According to tradition, the Audi should lack steering feel thanks to its all-wheel-drive system. It should understeer heavily as it gets led around by its heavy nose. And it should exhibit a flinty ride. Yet the Audi has the more communicative steering here. Its cornering attitude is surprisingly neutral. And its compromise between a comfortable ride and good handling ranks with the best that BMW has accomplished over the years.
The Lexus should be the one with the plusher ride, the less treacherous handling and the more intrusive safety net of electronic gizmos. Wrong again. Front spring and damper rates are up a whopping 90 percent compared to the standard IS, and the rear rates are 50 percent firmer. This is a stiff car — so stiff over freeway undulations that it forces small, involuntary exhalations from its passengers. One of us even knocked his noggin into the headliner, badly mussing his hair.
The World We Live In
The 2009 Lexus IS-F is the kind of car that really benefits from switching off the stability control, as it'll do some really wicked powerslides. And the IS-F handles really nicely and precisely. It's just too much for us, though. Too much to look at, too intricate to fully appreciate and too hard-core for the street.
The all-wheel-drive 2007 Audi RS4 just plain hauls ass. It doesn't rotate around an apex like a rear-driver. It's less the rapier than it is the broadsword. But it's devastatingly effective as a street machine, so it wins.
So it's not 1989, but it might just be the good old days anyway.
The manufacturers provided Edmunds these vehicles for the purposes of evaluation.

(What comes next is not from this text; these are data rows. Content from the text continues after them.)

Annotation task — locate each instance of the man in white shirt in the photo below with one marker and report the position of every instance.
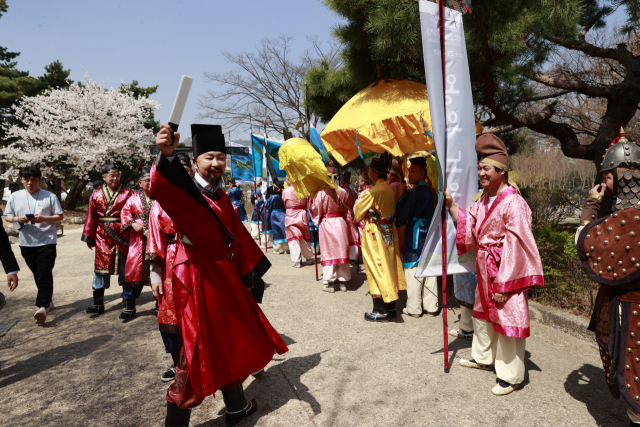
(34, 212)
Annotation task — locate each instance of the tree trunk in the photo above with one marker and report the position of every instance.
(75, 192)
(57, 182)
(3, 169)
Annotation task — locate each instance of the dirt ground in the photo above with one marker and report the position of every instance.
(340, 370)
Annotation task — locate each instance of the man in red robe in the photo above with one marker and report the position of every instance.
(224, 334)
(102, 230)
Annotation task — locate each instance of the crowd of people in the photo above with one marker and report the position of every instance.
(180, 233)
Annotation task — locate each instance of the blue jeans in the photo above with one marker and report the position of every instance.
(103, 281)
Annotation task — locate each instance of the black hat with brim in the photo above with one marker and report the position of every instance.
(144, 171)
(109, 166)
(207, 138)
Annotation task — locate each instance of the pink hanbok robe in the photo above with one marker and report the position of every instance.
(361, 223)
(136, 269)
(327, 213)
(162, 247)
(349, 199)
(296, 223)
(507, 259)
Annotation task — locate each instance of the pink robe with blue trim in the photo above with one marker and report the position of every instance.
(507, 259)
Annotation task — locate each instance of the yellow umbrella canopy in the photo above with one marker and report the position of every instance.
(304, 166)
(387, 116)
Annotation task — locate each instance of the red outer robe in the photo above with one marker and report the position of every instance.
(136, 270)
(225, 335)
(102, 227)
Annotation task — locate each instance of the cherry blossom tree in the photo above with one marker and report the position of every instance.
(70, 132)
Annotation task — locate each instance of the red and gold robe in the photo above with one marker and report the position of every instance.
(102, 228)
(225, 336)
(162, 245)
(136, 269)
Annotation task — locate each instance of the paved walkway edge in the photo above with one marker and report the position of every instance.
(568, 323)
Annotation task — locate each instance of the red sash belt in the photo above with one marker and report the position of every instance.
(494, 256)
(331, 215)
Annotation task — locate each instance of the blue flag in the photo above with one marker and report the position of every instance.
(241, 163)
(257, 144)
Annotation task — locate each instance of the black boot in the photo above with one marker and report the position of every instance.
(237, 406)
(98, 302)
(129, 311)
(379, 313)
(170, 374)
(391, 309)
(177, 417)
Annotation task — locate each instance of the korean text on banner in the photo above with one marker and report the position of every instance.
(457, 132)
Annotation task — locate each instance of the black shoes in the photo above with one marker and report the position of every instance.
(391, 309)
(169, 375)
(98, 302)
(177, 417)
(129, 311)
(95, 309)
(237, 406)
(379, 313)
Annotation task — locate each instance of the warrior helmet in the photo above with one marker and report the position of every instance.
(623, 160)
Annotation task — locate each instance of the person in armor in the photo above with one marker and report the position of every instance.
(610, 253)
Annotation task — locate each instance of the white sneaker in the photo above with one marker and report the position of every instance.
(40, 316)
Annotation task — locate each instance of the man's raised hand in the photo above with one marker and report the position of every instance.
(164, 140)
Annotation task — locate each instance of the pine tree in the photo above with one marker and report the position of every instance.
(509, 44)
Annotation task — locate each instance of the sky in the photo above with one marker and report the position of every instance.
(157, 41)
(154, 42)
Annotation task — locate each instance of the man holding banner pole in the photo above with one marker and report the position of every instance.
(498, 226)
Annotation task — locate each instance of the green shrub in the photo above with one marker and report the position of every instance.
(551, 205)
(567, 286)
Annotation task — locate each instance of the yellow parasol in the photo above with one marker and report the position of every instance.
(305, 170)
(388, 115)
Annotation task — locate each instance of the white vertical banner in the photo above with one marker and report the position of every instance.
(456, 130)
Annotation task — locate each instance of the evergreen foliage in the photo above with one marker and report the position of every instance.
(509, 44)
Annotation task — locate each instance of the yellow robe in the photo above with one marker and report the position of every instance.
(383, 263)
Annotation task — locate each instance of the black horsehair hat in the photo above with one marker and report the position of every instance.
(184, 159)
(207, 138)
(109, 166)
(144, 171)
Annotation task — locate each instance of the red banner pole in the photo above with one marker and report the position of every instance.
(444, 212)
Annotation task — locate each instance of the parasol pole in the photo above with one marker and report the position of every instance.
(265, 152)
(255, 182)
(444, 213)
(308, 138)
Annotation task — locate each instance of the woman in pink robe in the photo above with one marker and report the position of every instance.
(395, 178)
(296, 226)
(162, 247)
(136, 210)
(327, 212)
(349, 200)
(503, 228)
(135, 217)
(498, 228)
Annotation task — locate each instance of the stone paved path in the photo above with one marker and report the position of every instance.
(340, 370)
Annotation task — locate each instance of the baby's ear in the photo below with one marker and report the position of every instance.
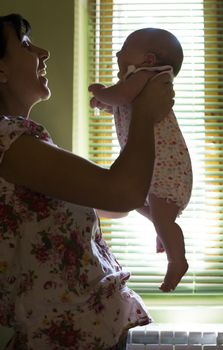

Unlike the full-size luxury rides from these two premium carmakers, the product planners have to walk a finer line when equipping these niche-market sport sedans. In the big cars, one simply offers all the features the company makes, likely as standard equipment. Too many features on one of these sedans can add unnecessary weight and complexity. Too few features and they don't seem very premium anymore.
||2007 Audi RS4
||2008 Lexus IS-F
|Heated front seats
|Memory driver seat
N/A: Not Available
Heated front seats: Standard leather seats on a chilly winter morning. Need we say more?
Keyless startup: Pulling a key out of your pocket is no great hardship. Still, keyless offers a bit of convenience that is not out of place on a $60,000-plus car.
Manual transmission: Yes, this is a gimme for the Audi, which only offers a manual transmission. We're not opposed to the idea of a performance car with an automatic, but in a niche this tightly focused on all-out performance, we think a carmaker should, at least, offer a manual as an option.
Memory driver seat: Memory-function seats have been around so long and are so common, it's hard to imagine how both of these high-end rides fail to offer it as standard equipment. But the Audi doesn't.
Navigation system: Sensibly, both Lexus and Audi offer GPS navigation systems as optional equipment. Again, the manufacturers must walk the line between pure performance and luxury convenience. The IS-F has it. The Audi doesn't.
Premium audio: They might be sport sedans, but they are also luxury cars. Each should offer something for the audiophile. Lexus tempts with a no doubt pricey Mark Levinson surround-sound extravaganza. Audi offers a more modest Bose upgrade. But Audi's exhaust note is more premium.